Das Gemüseorchester der Europäischen Humanistischen Universität bei der Eröffnung des Kunstprojekts Mythos-Grill am 30. Juni 2013. Am Tag darauf übernimmt Litauen die EU-Ratspräsidentschaft. Nachts wird das Graffiti von der Stadtverwaltung übermalt.

Von Marx zu Heidegger


In Wilna werden die Tage bereits im frühen Herbst schnell kürzer. Die Dunkelheit ragt wie ein langer Schatten über die folgenden Monate und scheint sich auch auf die Gemüter vieler Einwohner zu legen, die auf dem Weg von der Arbeit mit versteinerter Miene im Trolleybus sitzen. Das dicht bebaute mittelalterliche Zentrum der litauischen Hauptstadt sieht völlig anders aus als die Architektur im belarussischen Minsk, das mit breiten, stets angestrahlten Prospekten für den Stalinismus wirbt.
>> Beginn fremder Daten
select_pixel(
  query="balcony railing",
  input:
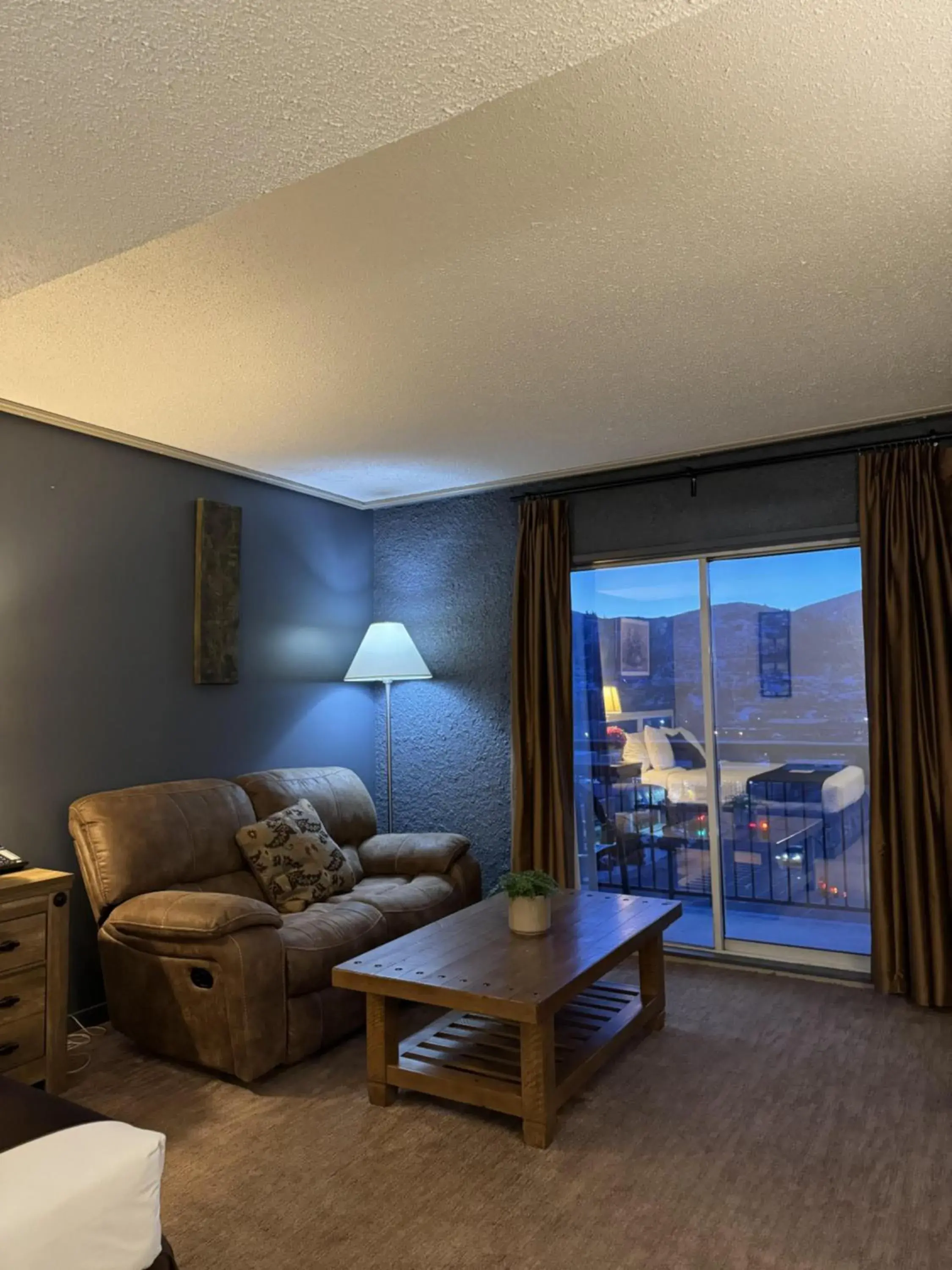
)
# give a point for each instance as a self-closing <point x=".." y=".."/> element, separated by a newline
<point x="794" y="854"/>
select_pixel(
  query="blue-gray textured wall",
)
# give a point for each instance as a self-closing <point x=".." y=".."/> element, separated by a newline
<point x="446" y="569"/>
<point x="97" y="549"/>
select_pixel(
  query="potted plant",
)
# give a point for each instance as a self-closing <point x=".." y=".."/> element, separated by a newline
<point x="617" y="740"/>
<point x="530" y="901"/>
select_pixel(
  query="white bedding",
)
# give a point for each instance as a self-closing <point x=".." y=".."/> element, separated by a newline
<point x="85" y="1198"/>
<point x="685" y="785"/>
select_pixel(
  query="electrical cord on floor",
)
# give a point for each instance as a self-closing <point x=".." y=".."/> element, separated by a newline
<point x="82" y="1039"/>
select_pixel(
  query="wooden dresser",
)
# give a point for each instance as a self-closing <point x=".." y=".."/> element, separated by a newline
<point x="35" y="928"/>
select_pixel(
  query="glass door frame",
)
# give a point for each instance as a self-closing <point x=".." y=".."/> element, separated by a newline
<point x="853" y="964"/>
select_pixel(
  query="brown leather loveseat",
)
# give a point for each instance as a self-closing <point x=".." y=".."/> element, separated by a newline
<point x="197" y="964"/>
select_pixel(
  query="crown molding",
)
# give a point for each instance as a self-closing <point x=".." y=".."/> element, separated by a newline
<point x="678" y="456"/>
<point x="186" y="456"/>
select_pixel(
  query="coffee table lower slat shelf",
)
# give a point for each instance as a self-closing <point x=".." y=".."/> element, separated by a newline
<point x="474" y="1058"/>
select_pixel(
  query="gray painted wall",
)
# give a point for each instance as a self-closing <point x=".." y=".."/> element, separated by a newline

Doch die Sprachlosigkeit der Menschen im öffentlichen Verkehr ähnelt sich in diesen Monaten hier wie dort. Die Dunkelheit endet erst, wenn im Mai plötzlich der Frühling ausbricht und alle ihre Wohnungen verlassen, um ein neues Leben zu beginnen.

Mein erstes längeres Treffen mit Anatoli Michailow fällt in diese Phase des Wartens auf Licht. Ich laufe von der Trolleybus-Haltestelle durch den Gedimino prospektas, über den Kathedralplatz zur Pilies gatvė und bereite mich innerlich auf das Gespräch mit dem belarussischen Philosophen vor. Während ich durch die Gassen der Altstadt renne, um nicht zu spät zu kommen, wird Michailow in einem Dienstwagen vorgefahren. Der hochgewachsene Mann mit weißem Haar und Brille begrüßt mich fast überschwänglich mit einem kräftigen Händedruck am Eingang des Restaurants »Saint-Germain«. Nachdem wir ein Fischgericht ausgewählt haben, diskutieren wir über den politischen Kontext, in dem die Europäische Humanistische Universität in Wilna heute funktionieren muss. Ich stimme mit dem Rektor meiner neuen Hochschule überein, dass Russland im Westen unterschätzt wird – nicht nur wegen der militärischen Streitmacht, die es noch immer darstellt, sondern wegen der strategisch und taktisch gezielt durchdachten Aktivitäten im »nahen Ausland«, wie die ehemaligen Sowjetrepubliken, die seit 1991 souveräne Staaten sind, aus Moskauer Sicht immer noch heißen. Wir sind uns darin einig, dass die Politik der Östlichen Partnerschaft der Europäischen Union keine ausreichende Antwort auf diese Herausforderung darstellt. Sie lädt zwar zur Zusammenarbeit ein, aber sie bietet den ehemals sowjetischen Gesellschaften, die 2004 nicht Mitglied der Europäischen Union geworden sind, keine klare Perspektive. Aufgrund anderer Prioritäten und der inneren Krise der EU kommt die Östliche Partnerschaft auch in Belarus nur zögernd voran. Alexander Lukaschenko spielt die Vertreter des Westens regelmäßig gegeneinander aus. Je nach Situation sucht er den realen Schulterschluss mit Moskau oder eine symbolische Hinwendung in Richtung EU, um möglichst viel für sein eigenes Regime herauszuholen.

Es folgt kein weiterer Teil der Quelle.